She wanted to eat it, as she had first intended. To feel its blood dribble down her chin was a sensation she craved more than anything at the moment. A terrible, insatiable desire. She needed to find somewhere to bid it silent. It was pleading for its life, wasn't it? Yes. It had to be. Why else would it speak to her? Sure of her decision to end its begs for mercy and satisfy her own bloodlust, she sniffed for a spot of emptiness, free of the taunting bodies of tree trunks.
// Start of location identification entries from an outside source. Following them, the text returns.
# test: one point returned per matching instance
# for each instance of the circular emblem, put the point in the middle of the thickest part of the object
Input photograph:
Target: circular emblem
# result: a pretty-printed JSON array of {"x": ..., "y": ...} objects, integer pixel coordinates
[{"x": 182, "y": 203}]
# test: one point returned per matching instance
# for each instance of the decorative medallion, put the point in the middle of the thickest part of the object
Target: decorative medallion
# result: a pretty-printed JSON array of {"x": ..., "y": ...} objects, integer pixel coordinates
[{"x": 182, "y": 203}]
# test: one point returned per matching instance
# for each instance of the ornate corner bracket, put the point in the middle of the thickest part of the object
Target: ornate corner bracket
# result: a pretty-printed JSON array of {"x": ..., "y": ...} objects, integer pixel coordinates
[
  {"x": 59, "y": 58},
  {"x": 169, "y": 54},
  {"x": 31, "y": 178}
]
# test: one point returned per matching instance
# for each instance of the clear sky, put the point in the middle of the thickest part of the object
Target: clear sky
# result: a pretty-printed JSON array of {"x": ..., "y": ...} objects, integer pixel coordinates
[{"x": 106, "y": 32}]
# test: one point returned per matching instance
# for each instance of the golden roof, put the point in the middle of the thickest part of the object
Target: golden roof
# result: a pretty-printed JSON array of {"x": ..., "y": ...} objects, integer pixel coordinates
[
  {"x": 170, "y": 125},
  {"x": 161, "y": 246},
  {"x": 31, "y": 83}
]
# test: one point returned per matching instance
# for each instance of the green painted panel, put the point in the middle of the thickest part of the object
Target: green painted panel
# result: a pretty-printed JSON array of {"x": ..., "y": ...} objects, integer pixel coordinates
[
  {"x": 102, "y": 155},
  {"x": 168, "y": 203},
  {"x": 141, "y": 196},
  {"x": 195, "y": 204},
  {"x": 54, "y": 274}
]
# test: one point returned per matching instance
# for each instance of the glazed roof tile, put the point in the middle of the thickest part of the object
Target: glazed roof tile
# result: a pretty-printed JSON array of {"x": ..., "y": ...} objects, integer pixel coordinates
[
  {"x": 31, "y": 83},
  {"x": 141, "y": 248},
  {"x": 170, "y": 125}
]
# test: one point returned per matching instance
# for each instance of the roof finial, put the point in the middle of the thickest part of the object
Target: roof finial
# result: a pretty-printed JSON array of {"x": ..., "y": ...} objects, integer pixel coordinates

She found one in very little time. Empty, devoid of sound but for the slow chatter of leaves and stone tile. She sat upon them, disregarding the buildings on either of her sides, and the small cement house to her left, and pierced her claws deeper into the rabbit's fleshy neck. She bathed in its squeals of terror as she removed them and nibbled at the gore dribbling down into her nail beds. The fur was rough, matted with dirt as she sank her fangs into it, ripping through to the flesh beneath.
The blood had been drying on her nose for several minutes before she realized the nearing sound of soft breathing and the cluk clak of wooden zori on pavement, and the rustle of clothe on clothe yukata. She could smell the deep scent of lilac perfume mixed with the subtle, bitter odor of rice and alcohol. Scowling she stood and wiped the crimson from her chin, tossing the vermin she had shredded to bone and ribbons of muscle into the bushes. She turned to leave. Somewhere deep in the recesses of her tortured mind, she recognized the danger of having privileges revoked just fine, whether she knew it or not. To be out here was a privilege no one but she could ever know about. She prepared to run…
"Ah! Hey! Onnanohito!"
Too late.
The speaker was a young woman, middle height, with long, ugly hair that stretched like greasy ink to the center of her back, oozing over her shoulders. By the breath of her husky, slightly wobbling voice that it was she who smelt ever so faintly of sake. There was another, right beside her, slightly more attractive though not by much. Shorter though. Darker.
With no response from Tamasine, they turned and began to whisper amongst themselves.
"What do you think?" Shortie murmured.
"Well she certainly is a looker."
"No, no. I mean, they said no one was up here. And no one passed us. This is the only way up here—"
"Oh, don't be ridiculous. There must be. That preist's story's gone to your head!"
"But the girl…the demon's imouto…don't you remember what he said? Long white hair, eye's like ice, no voice and lithe movement like that of her wolven brothers! Certainly you can see the resemblance…!"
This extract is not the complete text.